The PettingZooPufferEnv wrapper accepts these parameters:
PettingZooPufferEnv(
    env=None,              # PettingZoo ParallelEnv instance
    env_creator=None,      # Or callable that creates environment
    env_args=[],           # Args for env_creator
    env_kwargs={},         # Kwargs for env_creator
    buf=None,              # Pre-allocated buffers (optional)
    seed=0                 # Random seed
)
from pettingzoo.butterfly import cooperative_pong_v5
import pufferlib.emulation

env = cooperative_pong_v5.parallel_env()
puffer_env = pufferlib.emulation.PettingZooPufferEnv(env=env)

Agent masking

PettingZoo environments can have variable numbers of active agents. PufferLib handles this with agent masks:
from pettingzoo.butterfly import pistonball_v6
import pufferlib.emulation

env = pistonball_v6.parallel_env()
env = pufferlib.emulation.PettingZooPufferEnv(env=env)

obs, info = env.reset()

# Check which agents are active
print(env.masks)  # Boolean array: [True, True, True, ...]

# Some agents may finish early
actions = env.action_space.sample()
obs, rewards, terminals, truncations, info = env.step(actions)

# Masks indicate which agents are still active
active_agents = env.masks.sum()
print(f"{active_agents} agents remaining")
Inactive agents have their observations zeroed, terminals set to True, and masks set to False.

Space emulation

Like GymnasiumPufferEnv, PettingZooPufferEnv automatically emulates complex observation and action spaces.

Observation space emulation

All agents must have the same observation and action space structure. The wrapper emulates them for neural network compatibility:
import gymnasium
import pettingzoo
import pufferlib.emulation

class MyMultiAgentEnv(pettingzoo.ParallelEnv):
    def __init__(self):
        self.possible_agents = ['agent_0', 'agent_1', 'agent_2']
        self.agents = self.possible_agents[:]
    
    def observation_space(self, agent):
        return gymnasium.spaces.Dict({
            'image': gymnasium.spaces.Box(0, 255, (32, 32, 3), dtype=np.uint8),
            'vector': gymnasium.spaces.Box(-1, 1, (5,), dtype=np.float32)
        })
    
    def action_space(self, agent):
        return gymnasium.spaces.Discrete(4)

env = MyMultiAgentEnv()
puffer_env = pufferlib.emulation.PettingZooPufferEnv(env=env)
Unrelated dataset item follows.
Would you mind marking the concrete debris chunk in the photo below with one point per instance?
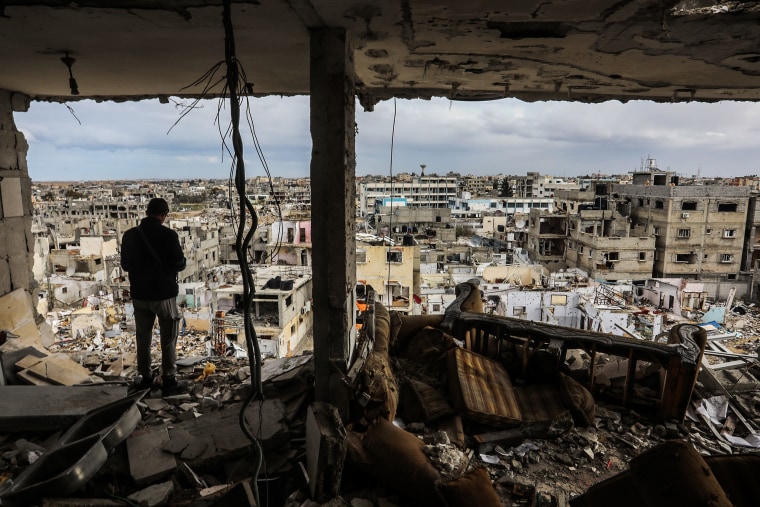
(156, 495)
# Dict observation flattened for all agents
print(puffer_env.single_observation_space)
# Box(0, 255, (3077,), uint8)
print(puffer_env.is_obs_emulated)
# True

Action space emulation

import gymnasium
import pettingzoo
import pufferlib.emulation

class MyMultiAgentEnv(pettingzoo.ParallelEnv):
    def __init__(self):
        self.possible_agents = ['agent_0', 'agent_1']
        self.agents = self.possible_agents[:]
    
    def observation_space(self, agent):
        return gymnasium.spaces.Box(0, 1, (4,))
    
    def action_space(self, agent):
        # Complex action space
        return gymnasium.spaces.Tuple((
            gymnasium.spaces.Discrete(3),
            gymnasium.spaces.Discrete(2),
        ))

env = MyMultiAgentEnv()
puffer_env = pufferlib.emulation.PettingZooPufferEnv(env=env)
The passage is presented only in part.